How to choose your next phase

  • Are you recovering poorly? (sleep junky, aches rising, lifts slipping) → Maintenance 4–8 weeks.
  • Do you want visibly more muscle? Have time to eat/sleep? → Build 8–16 weeks.
  • Are you healthy, motivated, and performance is stable but you want leanness? → Cut 6–10 weeks.
  • Major life stress, travel, or holidays?Maintenance.
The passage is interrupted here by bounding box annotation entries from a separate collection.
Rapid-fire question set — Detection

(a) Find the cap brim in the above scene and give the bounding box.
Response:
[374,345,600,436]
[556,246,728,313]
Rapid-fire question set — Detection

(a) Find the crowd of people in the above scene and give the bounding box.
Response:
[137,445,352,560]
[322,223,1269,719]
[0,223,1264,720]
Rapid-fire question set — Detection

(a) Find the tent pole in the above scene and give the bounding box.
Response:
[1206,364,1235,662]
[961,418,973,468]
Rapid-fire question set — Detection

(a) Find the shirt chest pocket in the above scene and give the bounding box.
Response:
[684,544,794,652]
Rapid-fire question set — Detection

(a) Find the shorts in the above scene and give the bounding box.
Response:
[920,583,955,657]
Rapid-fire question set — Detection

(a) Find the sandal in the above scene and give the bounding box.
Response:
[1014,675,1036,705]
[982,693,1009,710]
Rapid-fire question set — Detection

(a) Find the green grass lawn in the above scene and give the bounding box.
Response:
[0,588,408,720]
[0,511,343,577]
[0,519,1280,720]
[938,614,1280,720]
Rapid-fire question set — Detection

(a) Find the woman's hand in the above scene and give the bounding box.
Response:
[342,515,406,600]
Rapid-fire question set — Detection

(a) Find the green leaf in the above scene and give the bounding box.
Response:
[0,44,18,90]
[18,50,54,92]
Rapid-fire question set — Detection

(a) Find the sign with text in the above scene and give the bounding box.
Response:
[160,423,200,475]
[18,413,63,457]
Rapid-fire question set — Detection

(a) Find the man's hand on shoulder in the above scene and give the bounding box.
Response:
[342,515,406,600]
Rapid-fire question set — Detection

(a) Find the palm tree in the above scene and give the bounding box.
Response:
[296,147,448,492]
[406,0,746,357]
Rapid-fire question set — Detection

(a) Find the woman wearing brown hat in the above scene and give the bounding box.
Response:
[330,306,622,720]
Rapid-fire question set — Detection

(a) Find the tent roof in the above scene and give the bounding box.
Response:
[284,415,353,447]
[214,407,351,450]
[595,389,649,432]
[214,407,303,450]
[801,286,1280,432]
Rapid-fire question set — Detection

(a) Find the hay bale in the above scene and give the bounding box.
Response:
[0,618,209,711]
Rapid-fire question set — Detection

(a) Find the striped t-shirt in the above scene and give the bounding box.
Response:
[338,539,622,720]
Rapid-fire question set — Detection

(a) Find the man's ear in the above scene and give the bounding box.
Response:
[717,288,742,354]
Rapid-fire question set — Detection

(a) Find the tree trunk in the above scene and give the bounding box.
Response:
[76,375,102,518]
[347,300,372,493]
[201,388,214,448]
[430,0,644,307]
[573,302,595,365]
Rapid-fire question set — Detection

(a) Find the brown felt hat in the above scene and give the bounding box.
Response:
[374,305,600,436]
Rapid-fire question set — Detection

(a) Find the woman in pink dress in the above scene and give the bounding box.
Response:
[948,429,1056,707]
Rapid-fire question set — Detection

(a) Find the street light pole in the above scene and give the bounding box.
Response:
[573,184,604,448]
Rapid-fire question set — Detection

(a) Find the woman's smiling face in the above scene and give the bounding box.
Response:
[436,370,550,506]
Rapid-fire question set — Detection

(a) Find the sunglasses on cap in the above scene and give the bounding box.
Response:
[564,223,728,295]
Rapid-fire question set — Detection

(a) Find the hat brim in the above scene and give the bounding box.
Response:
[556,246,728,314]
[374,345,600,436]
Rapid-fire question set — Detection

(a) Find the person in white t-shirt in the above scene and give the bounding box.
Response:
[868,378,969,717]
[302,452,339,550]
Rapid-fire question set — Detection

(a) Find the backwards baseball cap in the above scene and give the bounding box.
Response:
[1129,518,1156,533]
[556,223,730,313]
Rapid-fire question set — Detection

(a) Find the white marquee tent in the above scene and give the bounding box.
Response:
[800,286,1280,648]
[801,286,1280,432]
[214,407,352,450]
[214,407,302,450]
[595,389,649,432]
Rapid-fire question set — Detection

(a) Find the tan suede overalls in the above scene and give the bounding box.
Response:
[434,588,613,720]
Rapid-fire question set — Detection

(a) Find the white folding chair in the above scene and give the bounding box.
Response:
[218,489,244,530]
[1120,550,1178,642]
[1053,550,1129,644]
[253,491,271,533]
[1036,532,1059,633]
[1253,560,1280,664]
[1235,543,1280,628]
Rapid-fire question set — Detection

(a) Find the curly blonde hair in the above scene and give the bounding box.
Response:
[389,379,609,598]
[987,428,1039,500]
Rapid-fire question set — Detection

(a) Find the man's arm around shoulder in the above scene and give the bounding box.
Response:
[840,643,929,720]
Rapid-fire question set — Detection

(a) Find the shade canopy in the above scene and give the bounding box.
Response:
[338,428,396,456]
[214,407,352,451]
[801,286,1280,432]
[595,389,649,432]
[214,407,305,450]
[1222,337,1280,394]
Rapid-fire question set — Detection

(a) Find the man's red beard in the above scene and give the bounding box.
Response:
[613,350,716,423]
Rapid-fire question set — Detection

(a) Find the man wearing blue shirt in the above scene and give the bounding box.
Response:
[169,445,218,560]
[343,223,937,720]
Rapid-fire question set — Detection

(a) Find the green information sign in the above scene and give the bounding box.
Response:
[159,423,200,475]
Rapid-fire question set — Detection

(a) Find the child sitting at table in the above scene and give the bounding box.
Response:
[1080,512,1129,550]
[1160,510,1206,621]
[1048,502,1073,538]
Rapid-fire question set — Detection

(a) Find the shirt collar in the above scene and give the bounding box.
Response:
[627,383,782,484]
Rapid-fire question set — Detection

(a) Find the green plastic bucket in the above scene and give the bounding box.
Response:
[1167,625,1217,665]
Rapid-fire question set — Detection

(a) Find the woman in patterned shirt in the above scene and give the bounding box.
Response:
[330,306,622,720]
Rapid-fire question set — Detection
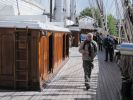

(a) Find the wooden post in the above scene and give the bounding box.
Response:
[50,0,52,22]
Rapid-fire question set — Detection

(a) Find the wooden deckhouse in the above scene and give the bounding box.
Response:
[0,21,69,89]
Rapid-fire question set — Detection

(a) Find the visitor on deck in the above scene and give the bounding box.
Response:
[104,35,114,62]
[79,33,97,90]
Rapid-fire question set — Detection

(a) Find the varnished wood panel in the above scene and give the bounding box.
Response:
[0,33,14,75]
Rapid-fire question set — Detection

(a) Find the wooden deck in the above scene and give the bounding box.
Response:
[0,48,129,100]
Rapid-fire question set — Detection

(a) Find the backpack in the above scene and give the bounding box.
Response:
[83,41,97,59]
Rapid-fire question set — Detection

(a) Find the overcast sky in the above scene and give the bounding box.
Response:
[42,0,123,17]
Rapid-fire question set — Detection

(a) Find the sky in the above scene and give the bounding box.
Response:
[42,0,124,17]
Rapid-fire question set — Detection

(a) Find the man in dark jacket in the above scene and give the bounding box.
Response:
[79,33,97,90]
[104,35,114,62]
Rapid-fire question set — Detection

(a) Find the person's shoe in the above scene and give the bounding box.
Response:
[104,60,108,62]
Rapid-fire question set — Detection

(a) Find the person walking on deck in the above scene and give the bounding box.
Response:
[104,35,114,62]
[79,33,97,90]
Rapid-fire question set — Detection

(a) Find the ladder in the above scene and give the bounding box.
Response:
[14,30,29,89]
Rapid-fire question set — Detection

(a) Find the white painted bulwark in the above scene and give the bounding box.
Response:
[54,0,65,22]
[0,20,70,32]
[0,0,44,16]
[70,0,76,22]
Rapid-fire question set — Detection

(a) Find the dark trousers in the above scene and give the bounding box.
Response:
[105,48,114,61]
[98,43,103,51]
[83,60,94,87]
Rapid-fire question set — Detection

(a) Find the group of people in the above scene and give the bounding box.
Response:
[79,33,118,90]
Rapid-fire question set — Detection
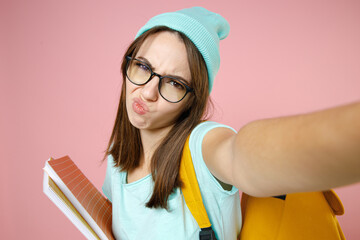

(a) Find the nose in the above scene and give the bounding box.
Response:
[141,76,160,102]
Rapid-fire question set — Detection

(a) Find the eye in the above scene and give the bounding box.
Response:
[135,61,151,72]
[166,78,185,90]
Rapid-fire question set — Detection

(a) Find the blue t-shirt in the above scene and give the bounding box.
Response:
[102,122,241,240]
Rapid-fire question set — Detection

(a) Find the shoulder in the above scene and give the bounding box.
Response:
[189,121,236,187]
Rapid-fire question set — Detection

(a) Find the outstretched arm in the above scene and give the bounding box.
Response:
[203,102,360,196]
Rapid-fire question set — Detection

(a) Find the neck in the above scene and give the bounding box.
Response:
[140,126,172,166]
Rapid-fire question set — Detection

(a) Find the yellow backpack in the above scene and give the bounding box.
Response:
[180,137,345,240]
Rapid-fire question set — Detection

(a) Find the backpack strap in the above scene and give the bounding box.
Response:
[179,136,216,240]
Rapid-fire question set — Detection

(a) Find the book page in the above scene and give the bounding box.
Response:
[47,156,115,239]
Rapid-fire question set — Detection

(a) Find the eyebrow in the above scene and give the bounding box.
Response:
[137,56,190,86]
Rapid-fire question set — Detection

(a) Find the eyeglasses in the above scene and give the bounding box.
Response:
[126,56,193,103]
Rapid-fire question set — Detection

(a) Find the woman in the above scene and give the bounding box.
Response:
[103,7,360,239]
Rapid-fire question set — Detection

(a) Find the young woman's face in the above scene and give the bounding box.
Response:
[126,32,191,130]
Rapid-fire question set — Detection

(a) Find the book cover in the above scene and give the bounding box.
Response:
[43,156,115,239]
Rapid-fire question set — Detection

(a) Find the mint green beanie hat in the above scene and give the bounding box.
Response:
[135,7,230,92]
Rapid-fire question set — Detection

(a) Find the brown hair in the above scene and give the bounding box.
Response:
[103,26,211,209]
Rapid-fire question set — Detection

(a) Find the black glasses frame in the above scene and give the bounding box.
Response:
[126,56,194,103]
Win the schedule, not the scale.

Guardrails for each phase

In a cut

  • Keep most sets 1–2 RIR; save true failure for machines/isolation.
  • Trim volume slightly; keep intensity adequate (don’t turn compounds into cardio).
  • Add steps or light cardio before butchering food variety.

At maintenance

  • Relearn true hunger/satiety; reintroduce meals you missed.
  • Push performance: beat last block’s reps/loads or improve technique.
  • Track morning bodyweight and trend—maintenance isn’t “see-sawing.”

In a surplus

  • Earn the surplus with training: 12–20 hard sets/muscle/week for intermediates.
  • Aim for slow, steady scale creep; if weekly gain jumps, nudge calories down.
  • Keep steps up so the surplus feeds muscle, not just couch time.

 

Diet breaks & refeeds

  • Diet break (7–14 days at maintenance): Great after 6–8 weeks of deficit if hunger/fatigue are high or training is stalling.
  • Refeed (1–2 days at maintenance, higher carbs): Useful for compliance and hard sessions; modest expectations for physiology, big wins for psychology.

 

What not to do

  • Perma-deficit living: You’ll spin your wheels smaller and softer.
  • All-you-can-bulk: A “see food” surplus quickly becomes fat regain.
  • Program hop every month: Let a phase run long enough to adapt (8–16 weeks outside of mini-cuts).
  • Ignore biofeedback: If sleep, mood, libido, or training nosedive, your phase choice or dose is off.

 

Quick numbers you can use tomorrow

  • Protein: 0.7–1.0 g/lb (1.6–2.2 g/kg) daily in all phases.
  • Deficit: −10–20% (most) or −25% for short mini-cuts.
  • Surplus: +5–10% (advanced: closer to +5%).
  • Fiber: 25–40 g/day; keep gut happy across phases.
  • Steps: 7–12k/day to stabilize energy expenditure.

 

Four archetypes 

  • The Sculptor: Alternates 8–10 week builds with 6–8 week cuts, short maintenance bridges.
  • The Athlete: Mostly maintenance with brief cuts before events and brief surpluses in off-season.
  • The Transformer: Extended initial cut with scheduled diet breaks, then long maintenance to lock it in.
  • The Minimalist: Lives at maintenance, sprinkles 4–6 week mini-cuts or mini-surpluses for touch-ups.

 

When to get medical clearance

If you have a medical condition like diabetes, cardiovascular disease, eating disorder history, or pregnancy/postpartum), then work with a qualified professional before running deficits or surpluses.

 

The moral of the story is that you shouldn’t diet all year. You should periodize all year, cycling cut, maintenance, and build phases to match goals, seasons, and recovery. That’s how you look better next summer and keep performing in the gym without hating your life in the kitchen.